Ferne Ufer
»Wo zum Teufel haben Sie diesen Trick gelernt?«
»Den hat mir mein älterer Bruder beigebracht«, entgegnete Grey und vergaß im Siegestaumel seine übliche Zurückhaltung. Für gewöhnlich gewann er nur drei von zehn Partien und der Erfolg schmeckte süß.
Fraser lachte und kippte den König um.
»Mit etwas Derartigem hätte ich bei einem Mann wie Lord Melton rechnen müssen«, meinte er beiläufig.
Grey erstarrte. Fraser, der das bemerkte, runzelte fragend die Stirn.
»Sie sprechen doch von Lord Melton, oder? Oder haben Sie noch einen Bruder?«
»Nein«, erklärte Grey. Seine Lippen fühlten sich pelzig an. Aber das lag vielleicht an der Zigarre. »Nein, nur diesen einen.« Wieder klopfte ihm das Herz bis zum Halse, diesmal jedoch nicht vor Triumph. Hatte der schottische Bastard etwa die ganze Zeit gewußt, mit wem er es zu tun hatte?

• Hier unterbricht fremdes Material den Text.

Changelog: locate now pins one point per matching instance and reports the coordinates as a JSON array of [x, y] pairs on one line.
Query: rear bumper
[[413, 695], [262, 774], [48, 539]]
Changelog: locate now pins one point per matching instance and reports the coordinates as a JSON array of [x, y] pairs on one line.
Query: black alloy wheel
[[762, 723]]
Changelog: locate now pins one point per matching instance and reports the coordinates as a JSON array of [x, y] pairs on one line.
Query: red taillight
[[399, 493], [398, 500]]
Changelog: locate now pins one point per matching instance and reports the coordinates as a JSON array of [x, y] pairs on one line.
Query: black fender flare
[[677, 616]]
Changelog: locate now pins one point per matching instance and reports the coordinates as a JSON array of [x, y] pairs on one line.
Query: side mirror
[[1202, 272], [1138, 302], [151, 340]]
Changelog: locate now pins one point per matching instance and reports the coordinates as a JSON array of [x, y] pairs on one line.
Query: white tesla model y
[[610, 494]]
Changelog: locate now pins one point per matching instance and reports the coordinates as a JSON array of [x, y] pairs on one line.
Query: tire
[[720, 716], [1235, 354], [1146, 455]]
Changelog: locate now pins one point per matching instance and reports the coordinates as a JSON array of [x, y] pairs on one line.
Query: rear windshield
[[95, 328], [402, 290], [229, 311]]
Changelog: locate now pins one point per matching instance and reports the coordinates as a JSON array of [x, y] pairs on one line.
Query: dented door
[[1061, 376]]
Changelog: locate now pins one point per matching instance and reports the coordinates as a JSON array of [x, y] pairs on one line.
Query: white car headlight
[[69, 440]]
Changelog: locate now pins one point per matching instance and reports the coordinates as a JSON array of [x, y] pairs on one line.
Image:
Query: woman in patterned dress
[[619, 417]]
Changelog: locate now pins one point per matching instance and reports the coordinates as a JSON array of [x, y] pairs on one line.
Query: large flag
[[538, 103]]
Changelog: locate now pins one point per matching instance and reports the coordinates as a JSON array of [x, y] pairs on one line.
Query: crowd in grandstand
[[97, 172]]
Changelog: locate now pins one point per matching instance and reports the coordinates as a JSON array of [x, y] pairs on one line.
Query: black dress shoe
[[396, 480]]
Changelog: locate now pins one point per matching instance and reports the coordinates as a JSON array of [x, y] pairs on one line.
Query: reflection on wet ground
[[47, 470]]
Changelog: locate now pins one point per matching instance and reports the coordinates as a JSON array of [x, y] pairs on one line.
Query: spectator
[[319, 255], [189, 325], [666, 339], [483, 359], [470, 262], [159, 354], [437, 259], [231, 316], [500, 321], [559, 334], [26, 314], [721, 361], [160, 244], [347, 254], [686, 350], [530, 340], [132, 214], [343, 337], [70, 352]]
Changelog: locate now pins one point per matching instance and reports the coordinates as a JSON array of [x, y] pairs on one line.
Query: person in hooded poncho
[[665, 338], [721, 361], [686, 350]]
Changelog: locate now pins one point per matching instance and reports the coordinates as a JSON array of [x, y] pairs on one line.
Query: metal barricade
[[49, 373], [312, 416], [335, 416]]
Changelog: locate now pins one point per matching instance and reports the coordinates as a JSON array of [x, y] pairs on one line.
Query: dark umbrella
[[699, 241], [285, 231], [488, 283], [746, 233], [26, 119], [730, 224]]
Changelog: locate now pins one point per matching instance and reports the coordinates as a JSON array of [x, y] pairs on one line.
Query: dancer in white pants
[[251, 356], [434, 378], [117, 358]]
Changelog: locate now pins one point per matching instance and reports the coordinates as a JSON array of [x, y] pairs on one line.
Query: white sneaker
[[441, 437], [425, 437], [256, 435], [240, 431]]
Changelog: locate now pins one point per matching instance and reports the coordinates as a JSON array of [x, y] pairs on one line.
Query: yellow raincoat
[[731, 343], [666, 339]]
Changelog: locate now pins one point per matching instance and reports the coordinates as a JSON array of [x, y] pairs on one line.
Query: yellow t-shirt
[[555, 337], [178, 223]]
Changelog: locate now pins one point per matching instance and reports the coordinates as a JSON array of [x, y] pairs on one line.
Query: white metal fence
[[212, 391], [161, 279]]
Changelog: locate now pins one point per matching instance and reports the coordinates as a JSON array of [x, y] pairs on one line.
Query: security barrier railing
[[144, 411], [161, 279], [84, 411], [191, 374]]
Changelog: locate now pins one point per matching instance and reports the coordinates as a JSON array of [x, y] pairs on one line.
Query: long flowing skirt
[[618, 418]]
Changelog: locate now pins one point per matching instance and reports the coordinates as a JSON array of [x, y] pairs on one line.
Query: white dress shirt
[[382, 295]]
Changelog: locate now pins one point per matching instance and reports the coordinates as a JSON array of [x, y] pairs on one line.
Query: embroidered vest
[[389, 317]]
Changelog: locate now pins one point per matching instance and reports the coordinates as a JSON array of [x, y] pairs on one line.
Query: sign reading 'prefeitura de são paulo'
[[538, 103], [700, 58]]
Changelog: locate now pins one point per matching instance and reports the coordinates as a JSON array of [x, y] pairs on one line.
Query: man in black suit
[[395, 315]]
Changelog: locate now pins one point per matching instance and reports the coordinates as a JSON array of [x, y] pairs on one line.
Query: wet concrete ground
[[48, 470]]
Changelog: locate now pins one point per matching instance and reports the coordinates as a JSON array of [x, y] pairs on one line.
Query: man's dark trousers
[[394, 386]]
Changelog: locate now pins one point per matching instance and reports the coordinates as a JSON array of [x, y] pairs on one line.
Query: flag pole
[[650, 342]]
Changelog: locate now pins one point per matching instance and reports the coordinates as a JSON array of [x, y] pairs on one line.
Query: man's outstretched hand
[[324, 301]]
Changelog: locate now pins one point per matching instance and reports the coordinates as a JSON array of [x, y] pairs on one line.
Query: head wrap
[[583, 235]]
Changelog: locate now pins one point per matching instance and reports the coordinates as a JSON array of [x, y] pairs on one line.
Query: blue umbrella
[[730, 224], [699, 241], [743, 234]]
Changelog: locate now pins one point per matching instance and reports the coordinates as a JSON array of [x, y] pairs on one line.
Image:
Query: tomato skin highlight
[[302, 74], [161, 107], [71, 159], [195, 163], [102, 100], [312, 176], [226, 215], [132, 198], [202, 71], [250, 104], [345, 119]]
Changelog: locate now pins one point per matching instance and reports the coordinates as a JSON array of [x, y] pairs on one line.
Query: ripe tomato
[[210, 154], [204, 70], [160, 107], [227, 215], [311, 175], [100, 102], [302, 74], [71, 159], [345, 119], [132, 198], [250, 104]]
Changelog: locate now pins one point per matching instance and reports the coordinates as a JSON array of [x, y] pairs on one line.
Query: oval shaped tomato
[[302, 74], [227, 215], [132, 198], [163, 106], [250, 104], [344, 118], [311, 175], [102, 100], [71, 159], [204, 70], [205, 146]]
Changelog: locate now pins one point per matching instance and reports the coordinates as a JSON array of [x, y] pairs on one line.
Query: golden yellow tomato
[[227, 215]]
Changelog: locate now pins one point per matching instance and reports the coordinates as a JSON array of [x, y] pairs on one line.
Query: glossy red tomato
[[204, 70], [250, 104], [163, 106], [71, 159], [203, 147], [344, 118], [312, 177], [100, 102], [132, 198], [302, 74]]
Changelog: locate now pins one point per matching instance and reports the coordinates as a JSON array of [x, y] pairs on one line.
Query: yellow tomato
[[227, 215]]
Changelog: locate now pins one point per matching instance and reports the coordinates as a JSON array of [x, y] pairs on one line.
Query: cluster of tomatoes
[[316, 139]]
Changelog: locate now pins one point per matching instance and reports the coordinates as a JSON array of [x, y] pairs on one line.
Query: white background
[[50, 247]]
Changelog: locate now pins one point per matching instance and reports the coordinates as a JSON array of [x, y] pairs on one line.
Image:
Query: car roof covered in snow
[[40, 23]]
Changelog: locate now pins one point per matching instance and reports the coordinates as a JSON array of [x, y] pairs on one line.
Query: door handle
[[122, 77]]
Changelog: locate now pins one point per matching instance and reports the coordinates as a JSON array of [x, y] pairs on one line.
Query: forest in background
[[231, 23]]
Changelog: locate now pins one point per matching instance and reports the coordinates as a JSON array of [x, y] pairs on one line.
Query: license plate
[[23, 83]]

»Unsere Begegnung war zwangsläufig recht kurz«, sagte Fraser
trocken. »Aber denkwürdig.« Er trank einen Schluck, ohne Grey aus den Augen zu lassen. »Vielleicht wußten Sie bisher noch nicht, daß ich Lord Melton auf dem Schlachtfeld von Culloden kennengelernt habe.«
»Doch. Ich habe auch in Culloden gekämpft.« Greys Freude über den Sieg war zerplatzt wie eine Seifenblase. Von dem Rauch war ihm ein wenig übel. »Aber ich hätte nicht gedacht, daß Sie sich an Hal erinnern… oder daß Sie über unsere Verwandtschaftsverhältnisse Bescheid wissen.«
»Da ich dieser Begegnung mein Leben verdanke, werde ich sie wohl kaum vergessen«, entgegnete Fraser.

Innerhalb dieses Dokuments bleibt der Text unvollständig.